Plaza, Ramp, and Terreplein—The plaza, or inner court, is 100 feet square, and the casemates, with one or two exceptions, open into it. There are 26 casemates, five dungeons and one magazine. The only entrance is through the sallyport in the middle of the south curtain.

The covering over the space between the inner and outer walls is called the terreplein, and is about 40 feet wide. Upon it the guns were mounted. Around the outer edge of the terreplein is a wall 3 feet thick and 6 feet high, known as the parapet. This was pierced for 64 guns. On the water front the parapet was lower.

The ascent to the terreplein is up an incline plane known as the ramp, recently converted into steps. The upper part of the ramp is supported by a peculiar shaped arch, remarkable for the fact that it was constructed without a keystone.

Casemates—the two casemates at the right of the entrance were guard rooms, and contain fireplaces. Leading off from the inner of these rooms is a large dungeon which was used as the general prison.

The casemate at the left of the entrance was the commander's quarters, while the two rooms leading off from it were used by the other officers of his staff.

Court Room – (Osceola)—In the southwest corner of the court is the court room, where the raised platform for the officers of the court may still be seen. In this room in 1837 the famous Indian chief, Osceola, together with Coacoochee and Talmus Hadjo, were imprisoned. At the rear of the room are the niches which the two latter dug in the masonry to enable them to climb to the ventilator, through which they made their escape.

Council Chamber and Powder Magazine—In the northwest corner of the court is the room used as the council chamber. Leading from this is a dungeon, which was used as the powder magazine. At one side near the top of the magazine is a large niche with a small opening looking into the council room, but not visible from that side. It is supposed that this was so arranged in order that the Commandant could listen to the proceedings of the council without their knowledge.

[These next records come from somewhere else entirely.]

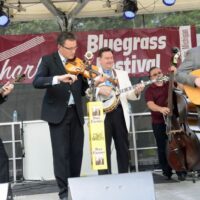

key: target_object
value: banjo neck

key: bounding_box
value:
[119,76,169,93]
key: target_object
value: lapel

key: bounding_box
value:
[54,52,66,74]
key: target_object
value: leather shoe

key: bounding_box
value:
[60,197,68,200]
[178,173,186,181]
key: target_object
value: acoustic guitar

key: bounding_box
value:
[183,69,200,105]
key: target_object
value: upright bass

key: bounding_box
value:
[166,49,200,171]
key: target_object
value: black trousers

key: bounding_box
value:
[0,138,9,183]
[49,107,84,198]
[152,123,172,176]
[98,104,129,175]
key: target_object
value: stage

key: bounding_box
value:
[13,171,200,200]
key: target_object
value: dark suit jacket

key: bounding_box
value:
[33,52,88,124]
[0,95,6,104]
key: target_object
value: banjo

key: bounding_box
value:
[97,76,169,113]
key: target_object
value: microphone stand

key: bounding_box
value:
[20,113,25,181]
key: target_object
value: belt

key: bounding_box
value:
[67,104,75,108]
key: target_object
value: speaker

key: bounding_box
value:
[68,172,155,200]
[0,183,9,200]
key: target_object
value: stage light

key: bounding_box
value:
[163,0,176,6]
[0,7,10,27]
[123,0,138,19]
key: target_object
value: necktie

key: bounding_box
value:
[103,70,113,86]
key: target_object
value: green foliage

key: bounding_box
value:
[0,11,200,35]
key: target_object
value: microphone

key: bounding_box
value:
[172,47,181,66]
[172,47,180,54]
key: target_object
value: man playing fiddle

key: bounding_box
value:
[33,32,88,200]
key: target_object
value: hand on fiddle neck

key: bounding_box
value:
[94,75,107,86]
[194,77,200,88]
[57,74,77,84]
[168,65,177,74]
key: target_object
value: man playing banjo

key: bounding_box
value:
[96,47,144,175]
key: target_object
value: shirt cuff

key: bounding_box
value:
[52,76,60,85]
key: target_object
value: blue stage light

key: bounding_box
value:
[0,8,10,27]
[123,0,138,19]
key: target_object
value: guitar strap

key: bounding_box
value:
[197,106,200,127]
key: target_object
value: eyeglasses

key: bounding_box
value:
[150,71,162,77]
[62,46,78,51]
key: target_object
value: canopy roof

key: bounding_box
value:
[4,0,200,21]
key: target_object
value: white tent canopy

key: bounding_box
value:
[4,0,200,21]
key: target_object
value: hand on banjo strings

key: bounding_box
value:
[58,74,77,84]
[94,75,108,86]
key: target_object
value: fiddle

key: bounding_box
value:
[65,57,118,85]
[65,57,100,78]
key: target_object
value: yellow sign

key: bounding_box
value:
[87,101,107,170]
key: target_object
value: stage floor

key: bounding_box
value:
[13,172,200,200]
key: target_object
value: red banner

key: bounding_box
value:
[0,26,196,83]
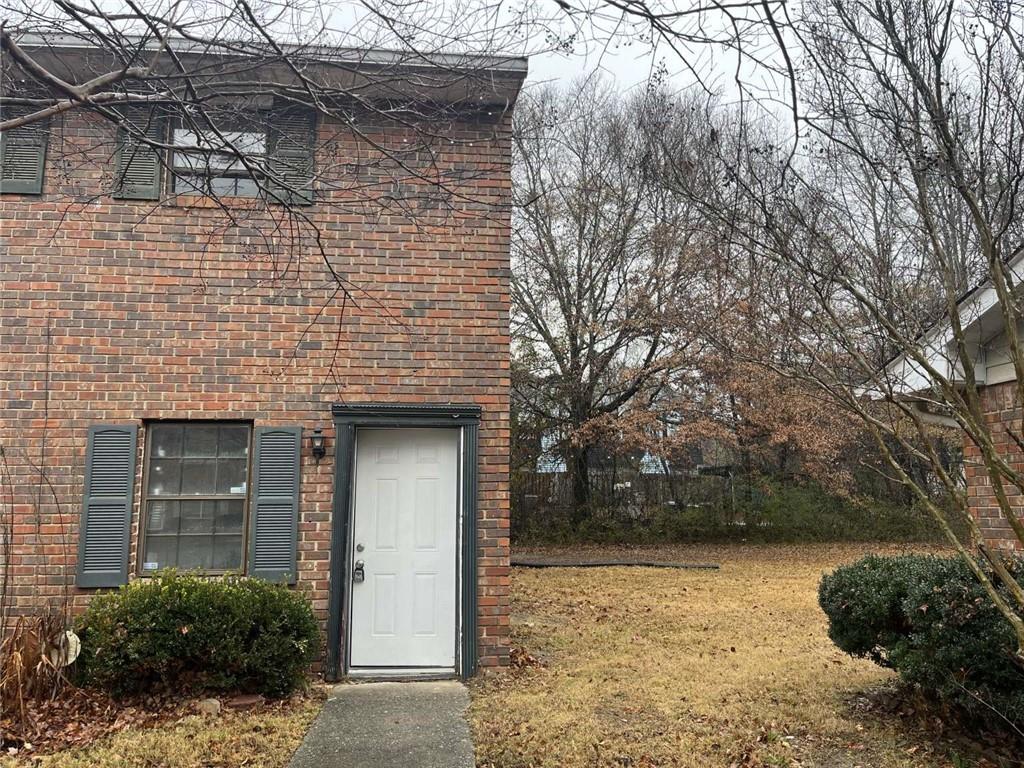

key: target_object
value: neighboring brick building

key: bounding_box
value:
[0,40,525,677]
[886,254,1024,551]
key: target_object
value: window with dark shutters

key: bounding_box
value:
[78,425,138,587]
[249,427,302,584]
[114,108,167,200]
[0,111,49,195]
[267,108,316,205]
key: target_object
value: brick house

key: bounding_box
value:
[0,43,526,679]
[885,254,1024,551]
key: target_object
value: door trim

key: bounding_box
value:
[324,402,480,680]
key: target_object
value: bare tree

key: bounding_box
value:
[670,0,1024,658]
[512,84,711,518]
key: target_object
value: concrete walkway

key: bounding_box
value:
[290,681,474,768]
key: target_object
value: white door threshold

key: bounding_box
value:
[347,667,458,680]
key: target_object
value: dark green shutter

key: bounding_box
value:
[78,425,138,587]
[114,108,167,200]
[267,109,316,205]
[0,111,50,195]
[249,427,302,584]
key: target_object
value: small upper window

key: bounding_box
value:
[173,125,267,198]
[142,422,251,572]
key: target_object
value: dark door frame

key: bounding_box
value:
[324,402,480,680]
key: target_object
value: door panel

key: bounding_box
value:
[349,429,459,669]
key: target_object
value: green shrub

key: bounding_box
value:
[818,555,1024,726]
[78,570,319,696]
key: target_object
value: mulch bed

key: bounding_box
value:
[0,687,273,757]
[847,683,1024,768]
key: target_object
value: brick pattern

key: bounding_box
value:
[964,382,1024,550]
[0,107,510,667]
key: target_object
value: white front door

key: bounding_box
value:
[349,429,459,670]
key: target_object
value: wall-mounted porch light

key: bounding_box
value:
[309,427,327,464]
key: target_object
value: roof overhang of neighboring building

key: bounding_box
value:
[12,34,527,109]
[864,252,1024,397]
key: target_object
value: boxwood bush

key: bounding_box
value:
[78,570,319,696]
[818,555,1024,727]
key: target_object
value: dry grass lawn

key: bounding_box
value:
[471,545,969,768]
[0,695,323,768]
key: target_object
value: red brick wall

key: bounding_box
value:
[964,382,1024,550]
[0,107,510,667]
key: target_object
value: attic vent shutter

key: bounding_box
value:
[114,108,167,200]
[0,111,50,195]
[78,425,138,587]
[249,427,302,584]
[267,109,316,205]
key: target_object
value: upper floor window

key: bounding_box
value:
[172,125,267,198]
[0,108,49,195]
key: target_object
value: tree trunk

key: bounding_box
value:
[568,445,591,526]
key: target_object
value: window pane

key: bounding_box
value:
[220,427,249,457]
[174,174,206,195]
[234,177,259,198]
[150,424,181,459]
[148,459,181,496]
[184,424,217,458]
[178,536,213,570]
[142,536,178,571]
[217,459,246,494]
[214,499,245,534]
[181,459,217,496]
[213,536,242,570]
[181,501,216,534]
[145,500,179,534]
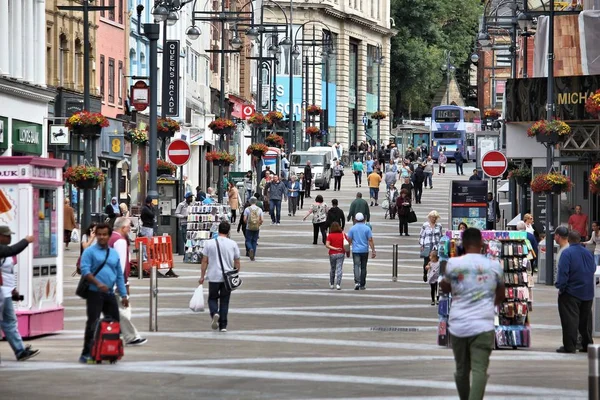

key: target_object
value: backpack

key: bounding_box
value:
[246,207,260,231]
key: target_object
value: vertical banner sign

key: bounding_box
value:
[162,40,179,117]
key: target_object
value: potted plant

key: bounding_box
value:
[508,167,531,186]
[208,118,235,135]
[125,128,148,146]
[205,151,235,166]
[306,104,323,115]
[590,164,600,193]
[246,143,269,158]
[585,89,600,118]
[63,165,104,189]
[531,172,573,194]
[266,111,283,125]
[527,119,571,143]
[156,118,181,139]
[265,133,285,147]
[371,111,386,120]
[65,111,109,139]
[248,113,267,128]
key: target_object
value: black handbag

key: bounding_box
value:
[215,239,242,292]
[75,249,110,299]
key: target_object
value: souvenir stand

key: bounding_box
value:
[438,231,534,349]
[184,201,230,264]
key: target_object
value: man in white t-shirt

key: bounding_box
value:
[440,228,504,400]
[199,221,241,332]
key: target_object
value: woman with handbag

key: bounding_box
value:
[325,222,346,290]
[419,210,442,282]
[396,189,411,236]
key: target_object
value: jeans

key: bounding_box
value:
[0,297,25,357]
[450,331,494,400]
[558,293,594,351]
[246,228,260,254]
[288,197,298,215]
[81,290,120,356]
[333,176,342,190]
[425,172,433,187]
[352,253,369,287]
[269,199,281,223]
[208,280,232,329]
[329,253,345,285]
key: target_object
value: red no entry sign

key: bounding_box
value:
[481,150,508,178]
[167,139,192,167]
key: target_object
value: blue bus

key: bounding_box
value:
[431,105,481,161]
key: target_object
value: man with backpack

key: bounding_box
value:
[244,197,263,261]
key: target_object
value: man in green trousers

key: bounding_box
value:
[440,228,504,400]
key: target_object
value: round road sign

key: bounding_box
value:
[167,139,192,167]
[481,150,508,178]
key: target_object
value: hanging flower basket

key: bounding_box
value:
[306,104,323,115]
[531,172,573,194]
[508,167,531,186]
[208,118,235,135]
[248,113,267,128]
[585,89,600,118]
[246,143,269,158]
[65,111,109,139]
[125,128,148,146]
[63,165,104,189]
[371,111,386,119]
[265,111,283,125]
[527,119,571,143]
[265,133,285,147]
[590,164,600,193]
[205,151,235,166]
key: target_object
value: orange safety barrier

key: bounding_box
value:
[135,236,173,272]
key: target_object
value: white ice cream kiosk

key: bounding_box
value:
[0,157,66,337]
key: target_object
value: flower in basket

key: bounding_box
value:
[246,143,269,155]
[527,119,571,137]
[306,126,321,136]
[248,113,266,126]
[585,89,600,117]
[590,164,600,193]
[205,151,235,164]
[531,172,573,193]
[266,111,283,125]
[306,104,323,115]
[126,128,148,145]
[65,111,108,128]
[156,118,181,132]
[371,111,386,119]
[265,133,285,147]
[208,118,235,132]
[63,165,104,187]
[483,108,500,119]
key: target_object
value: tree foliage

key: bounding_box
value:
[390,0,482,117]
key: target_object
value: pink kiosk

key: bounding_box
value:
[0,157,66,337]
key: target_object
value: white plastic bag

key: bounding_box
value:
[190,285,204,312]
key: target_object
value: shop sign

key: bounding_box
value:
[12,119,42,155]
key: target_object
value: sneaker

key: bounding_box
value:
[210,313,219,331]
[17,349,40,361]
[127,337,148,346]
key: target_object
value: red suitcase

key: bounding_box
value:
[92,318,123,364]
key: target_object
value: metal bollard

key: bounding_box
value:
[150,267,158,332]
[588,344,600,400]
[392,244,398,282]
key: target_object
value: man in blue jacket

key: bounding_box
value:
[79,223,129,364]
[555,231,596,353]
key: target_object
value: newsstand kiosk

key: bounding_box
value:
[0,157,66,337]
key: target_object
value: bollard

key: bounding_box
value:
[150,267,158,332]
[392,244,398,282]
[588,344,600,400]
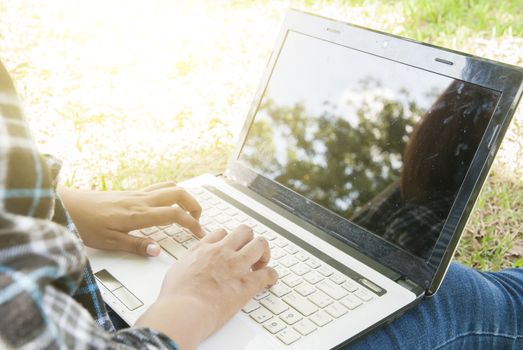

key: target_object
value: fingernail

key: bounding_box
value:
[145,243,160,256]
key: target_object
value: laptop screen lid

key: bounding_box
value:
[227,11,522,292]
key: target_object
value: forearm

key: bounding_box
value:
[135,298,215,350]
[0,212,176,349]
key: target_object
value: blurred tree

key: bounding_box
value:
[243,82,422,217]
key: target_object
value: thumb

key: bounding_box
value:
[119,233,160,256]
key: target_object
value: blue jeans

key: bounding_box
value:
[347,263,523,350]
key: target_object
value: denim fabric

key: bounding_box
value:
[346,263,523,350]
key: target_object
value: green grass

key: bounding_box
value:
[0,0,523,270]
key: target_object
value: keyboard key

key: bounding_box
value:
[354,287,374,301]
[280,256,298,267]
[183,237,200,249]
[271,248,286,260]
[341,278,360,293]
[294,282,316,297]
[270,283,291,298]
[223,219,240,231]
[293,319,316,335]
[306,259,321,269]
[283,275,303,288]
[280,309,303,325]
[316,280,349,300]
[274,238,288,248]
[331,273,347,284]
[309,310,332,327]
[276,328,300,345]
[255,226,267,235]
[225,208,238,216]
[283,293,318,316]
[263,318,287,334]
[204,208,222,218]
[325,302,348,318]
[317,265,334,277]
[234,213,249,223]
[163,225,183,236]
[172,230,192,243]
[140,227,158,236]
[284,244,299,254]
[260,295,289,315]
[249,306,272,323]
[303,271,323,284]
[216,202,229,212]
[149,231,167,242]
[129,230,146,237]
[309,291,333,309]
[242,299,260,313]
[274,265,291,279]
[294,251,309,261]
[214,214,231,225]
[263,231,278,241]
[158,238,187,259]
[291,264,311,276]
[254,289,269,300]
[340,294,362,310]
[245,218,258,230]
[200,215,213,226]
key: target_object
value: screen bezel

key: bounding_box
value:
[225,10,523,294]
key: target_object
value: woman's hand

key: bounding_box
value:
[58,182,203,256]
[136,225,278,350]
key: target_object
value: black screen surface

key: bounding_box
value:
[239,31,500,259]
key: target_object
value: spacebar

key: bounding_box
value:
[158,238,187,259]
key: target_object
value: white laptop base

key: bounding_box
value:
[87,175,416,349]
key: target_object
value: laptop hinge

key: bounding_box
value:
[396,276,425,295]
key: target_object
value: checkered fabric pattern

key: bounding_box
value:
[355,188,454,259]
[0,63,177,349]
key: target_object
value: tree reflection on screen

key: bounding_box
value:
[242,81,422,218]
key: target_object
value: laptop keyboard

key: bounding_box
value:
[130,188,378,345]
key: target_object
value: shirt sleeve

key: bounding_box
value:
[0,210,177,349]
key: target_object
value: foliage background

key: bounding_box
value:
[0,0,523,270]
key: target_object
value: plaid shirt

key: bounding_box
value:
[0,63,176,349]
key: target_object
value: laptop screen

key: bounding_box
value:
[239,31,501,259]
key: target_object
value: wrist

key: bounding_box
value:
[135,296,215,350]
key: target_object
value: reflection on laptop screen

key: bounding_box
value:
[240,31,500,258]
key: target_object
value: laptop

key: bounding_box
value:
[87,10,523,349]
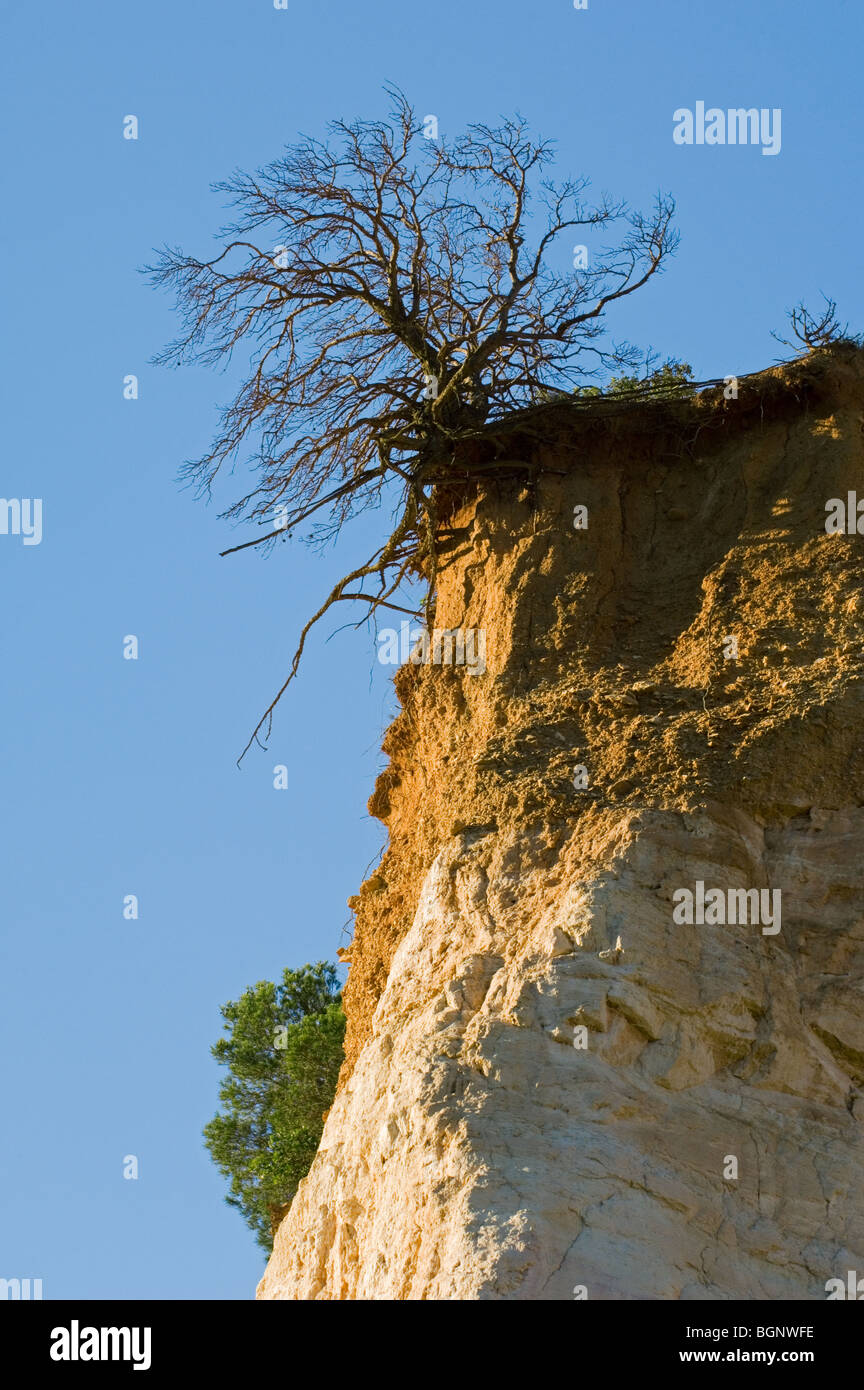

Chapel—At the north side of the court, directly opposite the sallyport, is the chapel. The entrance to this room was very ornamental. This work, which had become nearly obliterated by the action of the elements, has recently been reconstructed by the War Department, great care being taken in following the original plans, which were obtained from the Spanish Government. Entering, we see on each side the niches for holy water; just beyond, on the right, pieces of cedar imbedded in the masonry mark the place where the confessional was fastened to the wall. At the rear is a raised stone platform for the altar, and above the altar a large niche where stood the patron saint, Saint Augustine. Looking up, we see near the spring of the arch the ends of the old timbers which supported the platform for the choir. Directly overhead, near the middle of the room, is a square hole from which hung an immense wooden cross called the rood. On either side of the chapel are doorways through the iron bars of which the prisoners could hear mass before being executed. The bars were necessary, as if a prisoner gained access to a chapel and knelt at the altar, he could claim the right of sanctuary.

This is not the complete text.